Born in San Francisco and raised in Baltimore, Gidwitz came to Columbia as an “I-think-I-know-everything” kid, and was interested in the Core Curriculum because he valued a challenge. But a course in East Asian texts freshman year introduced him to Taoism and Buddhism and changed his outlook.

“I felt euphoric in my embrace of it; it was more fundamental than anything I had found,” he says. On a quest to learn “the truth about life,” Gidwitz considered further study in philosophy or religion before ultimately landing on English lit. “The truth is in literature,” he says. “If you describe something that communicates the truth without actually saying it explicitly, that’s your best shot at getting at it.”

As a break from his studies, Gidwitz would read children’s books for fun (“Now, ironically, I read adult fiction for fun,” he says). His hobby led him to take a children’s lit class that proved to be influential. After graduation, while teaching second-graders at Saint Ann’s School in Brooklyn, Gidwitz discovered he was good at storytelling and began writing out ideas. Though he wrote as an undergraduate and while earning a master’s at the Bank Street College of Education, he insists, “I learned a lot more from telling stories to kids than I ever did in a writing class.”

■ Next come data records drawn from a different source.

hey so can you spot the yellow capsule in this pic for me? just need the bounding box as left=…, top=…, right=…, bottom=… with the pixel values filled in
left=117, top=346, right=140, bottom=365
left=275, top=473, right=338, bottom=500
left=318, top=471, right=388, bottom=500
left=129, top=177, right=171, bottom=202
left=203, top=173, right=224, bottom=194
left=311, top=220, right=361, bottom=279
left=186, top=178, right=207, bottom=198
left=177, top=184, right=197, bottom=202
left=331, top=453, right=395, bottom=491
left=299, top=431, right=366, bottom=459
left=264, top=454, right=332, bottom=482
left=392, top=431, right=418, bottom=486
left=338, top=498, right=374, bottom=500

Gidwitz’s first three books were fairy tales; he says he intentionally made those characters two-dimensional so that young readers could put themselves into the story and experience the things the characters were experiencing. For this book, he wanted to create richer characters with fuller, more human lives.

He turned to history for inspiration. Gidwitz’s wife, Lauren Mancia ’05 (they met at the College in a Chaucer class), is a professor of medieval history at Brooklyn College; the couple travels to Europe regularly for her research and lived in France for a year. While there, Gidwitz dreamed up stories inspired by their surroundings and The Middle Ages that Mancia was studying. Some of his characters were actual people, like King Louis IX, some were based on real people, like Joan of Arc, and some were entirely made up (a fascinating Author’s Note at the end describes each in detail).

The narrative of the book was shaped by a real event Gidwitz learned about in 2012 while visiting the Museum of Jewish Art and History in Paris. A small plaque explained that in 1242, all the Talmuds of the Jews of France — about 20,000 handmade holy books — had been burned in front of them by the king and his mother, Blanche of Castile. The discovery “was like being kneed in the stomach,” Gidwitz says. “It took me a few days to feel OK again, like I had experienced a great loss.” The burning of the Talmuds in Paris forms the climax of the novel, after the magical children and their holy dog are pursued as heretics through France. Gidwitz’s experience of loss comes through as the characters are devastated by the destruction and a fatality at the pyre site.

The 13th century was a brutal time, and The Inquisitor’s Tale is an atypical children’s book in that it features intense death scenes and adult wisdom amidst farting dragons and other kid stuff. But Gidwitz believes “children are capable of a lot more than we give them credit for, like asking hard questions and imagining things that are beyond the scope of their world.”

The book’s illustrations, by Egyptian-born artist Hatem Aly, are drawn in a style reminiscent of Islamic art and alternate between enhancing the narrative and turning it on its ear — some of the images contradict what is written or have nothing at all to do with it. Gidwitz felt it was important to provide a Muslim perspective on a story that features Judaism and Christianity prominently. “I wanted a different voice, a different perspective and a different life experience around the edge of the pages,” he says.

It will be clear to readers of any age that the story’s themes of religious persecution and racial prejudice are all too relevant, and tolerance is a critical takeaway. “When I go to schools to read the book I talk about scapegoating,” Gidwitz says. “If young people read this, maybe they will see what’s going on in our world today through a different lens. I hope I wrote a book that will maybe make people better people.”